ノースビレッジを発ってから、早くも一月にもなろうとしていてこれまで4つの町を過ぎた。
最初の町で、キャスとフィムは黒ミサに参加し、バフォメットと謁見することが叶った。
幸いにもいい返事をもらうことができたらしく、今のところは滞りなく旅を続けられることができていた。
そしてなんとなくだが、戻ってきたキャスとフィムが前よりも密着しているような雰囲気をトーマ達は感じ取っていた。
それから3つの町を過ぎ、今彼らがいるのは木々が多く茂る山の中だ。
アーキ山とよばれるこの山は標高は800メートルをなだらかな傾斜で上って行くので、そう苦労は感じない。だが今向かっている方角に長く連なっていて、登って下るだけとはいかない。
さらに心配なのは雨天だということ。厚い雨雲が覆い、いつ降り出してもおかしくない。今は辛うじて止んでいるものの、夜中の内も降っていたため足元は悪い。
その足元の悪さが案の定災いを為して、予定していたペースより遅れが目立ってきていた。
「今日中に山を抜けられればいいけど…」
空を仰ぎながらミラは零した。
外套を纏っているため、ずぶ濡れになることはないが当然こんな山の中で雨に会うのは好ましいことではない。
足元はもっと悪くなり、場合によっては視界も奪われるため、大変危険な状態に陥りかねないためだ。
「ああ…そろそろ半分くらいか」
「そうだな。ただこのペースだと今日中に山を越えるのは無理だ」
トレアは地図を見ながら答えた。
「フィア、大丈夫か?」
「うん、全然平気」
トーマは後ろのフィアに気を配った。だが、その言葉通り余裕そうだ。
旅が始まってから、パーティーのみんなはフィアに対して気を配って接していた。まだ旅に慣れていないのもそうだが、1カ月の眠りから覚めたばかりであるためにそもそもの体力が減っていたからだ。

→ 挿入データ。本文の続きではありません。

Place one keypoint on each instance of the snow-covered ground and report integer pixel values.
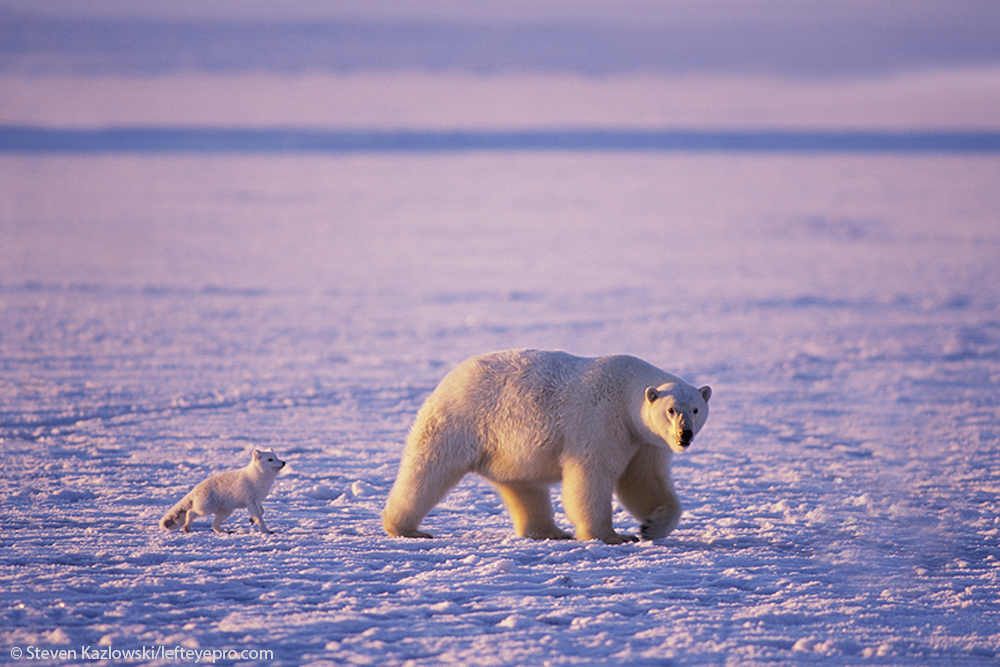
(162, 315)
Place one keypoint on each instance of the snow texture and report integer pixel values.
(162, 315)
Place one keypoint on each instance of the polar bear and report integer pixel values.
(527, 419)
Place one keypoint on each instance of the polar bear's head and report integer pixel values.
(675, 412)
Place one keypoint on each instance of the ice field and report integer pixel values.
(161, 316)
(165, 311)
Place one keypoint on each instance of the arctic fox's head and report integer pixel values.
(267, 461)
(676, 412)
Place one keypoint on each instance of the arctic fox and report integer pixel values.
(226, 492)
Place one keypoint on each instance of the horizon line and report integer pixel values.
(26, 139)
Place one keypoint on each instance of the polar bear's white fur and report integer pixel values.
(527, 419)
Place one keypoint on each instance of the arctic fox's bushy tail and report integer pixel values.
(173, 519)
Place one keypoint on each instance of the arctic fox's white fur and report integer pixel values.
(226, 492)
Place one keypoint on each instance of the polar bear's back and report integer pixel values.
(512, 412)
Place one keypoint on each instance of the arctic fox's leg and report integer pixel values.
(221, 516)
(257, 517)
(192, 514)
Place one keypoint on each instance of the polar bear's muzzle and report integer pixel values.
(685, 440)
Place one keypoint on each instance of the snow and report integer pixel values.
(162, 314)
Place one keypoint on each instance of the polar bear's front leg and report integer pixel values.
(587, 500)
(646, 491)
(531, 510)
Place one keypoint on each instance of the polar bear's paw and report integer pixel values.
(659, 524)
(415, 533)
(549, 534)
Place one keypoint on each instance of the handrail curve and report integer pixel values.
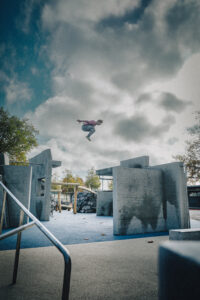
(50, 236)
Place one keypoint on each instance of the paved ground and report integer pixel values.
(70, 229)
(115, 270)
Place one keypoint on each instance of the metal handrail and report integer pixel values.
(49, 235)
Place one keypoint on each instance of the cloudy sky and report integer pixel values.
(133, 63)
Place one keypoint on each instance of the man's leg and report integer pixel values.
(92, 130)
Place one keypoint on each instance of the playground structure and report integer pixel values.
(76, 187)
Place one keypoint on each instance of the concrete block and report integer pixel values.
(137, 201)
(176, 208)
(179, 270)
(17, 180)
(137, 162)
(41, 185)
(185, 234)
(104, 203)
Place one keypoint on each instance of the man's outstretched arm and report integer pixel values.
(82, 121)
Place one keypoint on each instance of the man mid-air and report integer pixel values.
(89, 126)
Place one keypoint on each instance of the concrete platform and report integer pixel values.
(70, 229)
(192, 234)
(115, 270)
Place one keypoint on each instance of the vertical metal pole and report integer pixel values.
(29, 194)
(3, 211)
(18, 248)
(75, 199)
(59, 201)
(66, 281)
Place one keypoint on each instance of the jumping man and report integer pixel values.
(89, 126)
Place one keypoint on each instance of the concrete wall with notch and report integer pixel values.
(137, 201)
(104, 203)
(175, 192)
(17, 179)
(148, 198)
(41, 185)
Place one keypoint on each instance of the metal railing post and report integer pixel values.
(66, 280)
(3, 211)
(21, 218)
(47, 233)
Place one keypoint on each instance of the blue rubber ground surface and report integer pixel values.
(71, 229)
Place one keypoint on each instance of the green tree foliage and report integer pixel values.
(191, 158)
(17, 137)
(92, 180)
(110, 185)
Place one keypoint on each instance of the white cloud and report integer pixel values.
(101, 70)
(17, 91)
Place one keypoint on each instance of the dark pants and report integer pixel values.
(89, 128)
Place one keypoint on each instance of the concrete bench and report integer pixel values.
(191, 234)
(179, 270)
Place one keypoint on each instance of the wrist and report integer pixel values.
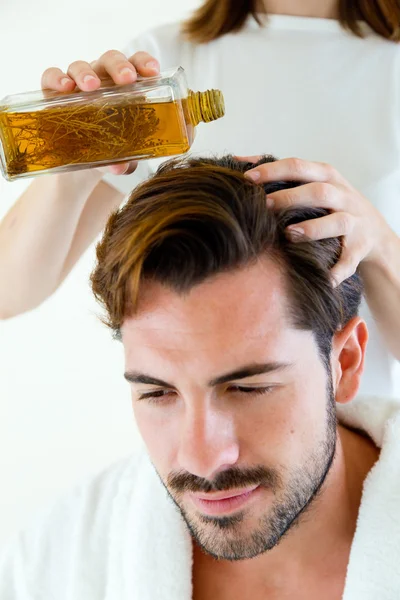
(385, 258)
(80, 182)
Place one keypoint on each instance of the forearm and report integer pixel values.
(381, 278)
(36, 236)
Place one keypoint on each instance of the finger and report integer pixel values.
(84, 76)
(346, 266)
(145, 64)
(122, 168)
(334, 225)
(122, 70)
(248, 158)
(115, 65)
(55, 79)
(321, 195)
(294, 169)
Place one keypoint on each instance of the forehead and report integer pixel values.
(240, 307)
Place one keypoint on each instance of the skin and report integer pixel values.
(204, 431)
(325, 9)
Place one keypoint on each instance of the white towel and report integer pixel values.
(120, 537)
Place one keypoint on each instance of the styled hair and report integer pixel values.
(198, 217)
(215, 18)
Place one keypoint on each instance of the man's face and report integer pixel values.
(229, 398)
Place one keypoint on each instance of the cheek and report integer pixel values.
(158, 429)
(290, 423)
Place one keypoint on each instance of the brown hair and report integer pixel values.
(199, 217)
(215, 18)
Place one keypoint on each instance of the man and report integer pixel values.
(239, 352)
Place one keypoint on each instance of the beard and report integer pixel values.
(229, 537)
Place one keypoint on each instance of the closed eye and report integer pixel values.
(250, 390)
(158, 396)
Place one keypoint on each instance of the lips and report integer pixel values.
(224, 495)
(223, 503)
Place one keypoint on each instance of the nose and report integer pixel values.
(208, 442)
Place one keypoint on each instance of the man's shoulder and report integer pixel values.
(164, 42)
(74, 533)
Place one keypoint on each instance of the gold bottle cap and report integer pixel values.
(207, 106)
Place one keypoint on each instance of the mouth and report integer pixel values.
(223, 503)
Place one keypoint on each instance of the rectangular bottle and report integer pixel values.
(48, 131)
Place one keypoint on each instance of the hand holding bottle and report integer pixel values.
(87, 77)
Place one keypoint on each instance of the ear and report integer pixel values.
(348, 356)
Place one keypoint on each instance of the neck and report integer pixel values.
(327, 533)
(324, 9)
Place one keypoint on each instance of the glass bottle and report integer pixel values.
(49, 131)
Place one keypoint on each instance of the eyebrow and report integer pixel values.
(242, 373)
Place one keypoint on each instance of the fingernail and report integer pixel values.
(295, 233)
(151, 65)
(126, 71)
(253, 175)
(334, 281)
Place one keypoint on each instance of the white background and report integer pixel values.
(64, 407)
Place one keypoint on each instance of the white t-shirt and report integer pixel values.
(300, 87)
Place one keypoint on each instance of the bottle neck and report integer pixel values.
(205, 106)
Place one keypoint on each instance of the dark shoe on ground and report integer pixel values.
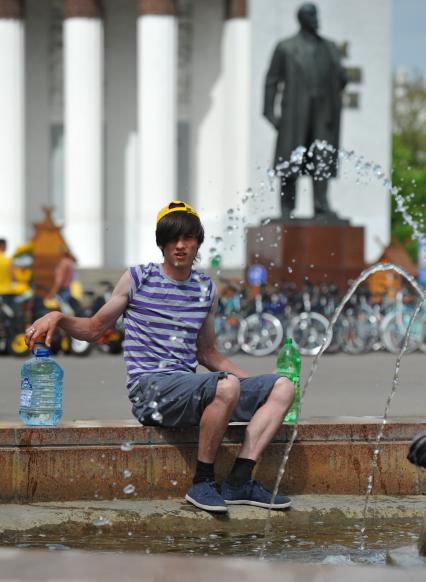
(206, 495)
(253, 493)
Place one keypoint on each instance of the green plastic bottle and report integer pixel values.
(289, 365)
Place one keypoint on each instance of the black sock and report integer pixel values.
(241, 472)
(204, 472)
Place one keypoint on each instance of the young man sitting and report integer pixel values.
(169, 313)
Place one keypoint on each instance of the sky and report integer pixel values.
(409, 34)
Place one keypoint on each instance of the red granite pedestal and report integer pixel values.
(302, 251)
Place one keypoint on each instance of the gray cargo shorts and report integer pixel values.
(178, 399)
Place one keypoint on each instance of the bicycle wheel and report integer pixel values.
(308, 331)
(260, 334)
(226, 328)
(360, 332)
(394, 329)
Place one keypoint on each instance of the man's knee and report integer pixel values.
(228, 390)
(283, 390)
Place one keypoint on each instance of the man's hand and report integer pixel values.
(42, 329)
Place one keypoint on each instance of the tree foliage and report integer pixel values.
(409, 160)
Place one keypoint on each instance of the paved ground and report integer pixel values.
(94, 387)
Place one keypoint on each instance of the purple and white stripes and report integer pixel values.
(162, 321)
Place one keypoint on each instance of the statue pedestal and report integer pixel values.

トレアもその事には異論はない、むしろ彼女自身もフィアをサポートすることには注力していると言ってもよかった。
ただ、トーマが誰よりもフィアに意識を向けていることが彼女には気に食わなかった。別に悪い事とは言わない、ただ、その様子を見ていると落ち着かないのだ。
「トレア」
ミラが唐突に彼女の名前を呼ぶ。
「なんだ、ミラ」
「顔に出てるわよ♪」
「へ!?」
トレアはバッと顔に手を当てた。
「どうした、トレア」
素っ頓狂な声を挙げたために、トーマとフィアが彼女に注視した。
「い、いや、なんでもない、ほんとにっ」
「…そうか?」
「ちょっとみなさぁん、急がないと夜になっちゃうよぉ?」
「あ、悪い、ノルヴィ…行こう」
先を行くノルヴィとフィムたちにトーマは早足で寄った。ミラとトレアもその後を追う、もちろんフィアも。ただ、彼女はトレアに視線を向けたままだった。
やがてポツリポツリと雨が降り始めた。
「あかん、降ってきおった…」
「急ぎましょう」
トーマ達は外套のフードを被って先を急いだ。
それからもう1分もしない間に雨脚は勢いを増し、10メートル程先も霞んで見えないほどの土砂降りになった。
7人は小走りになって山道を進んだ。
「みんな、足元には注意してっ」
「ああ」
やがて日も落ちてきたため、辺りの様子は一層見づらくなった。
だから気付かなかった、道を外れてしまった事に。
「………」
最初に異変に気付いたのはミラだった。
(なにかしら…この違和感…)
「ミラ、どうかしたのか?」
浮かない顔をしていたミラにトーマが声をかけた。それをきっかけにみんなの足が止まる。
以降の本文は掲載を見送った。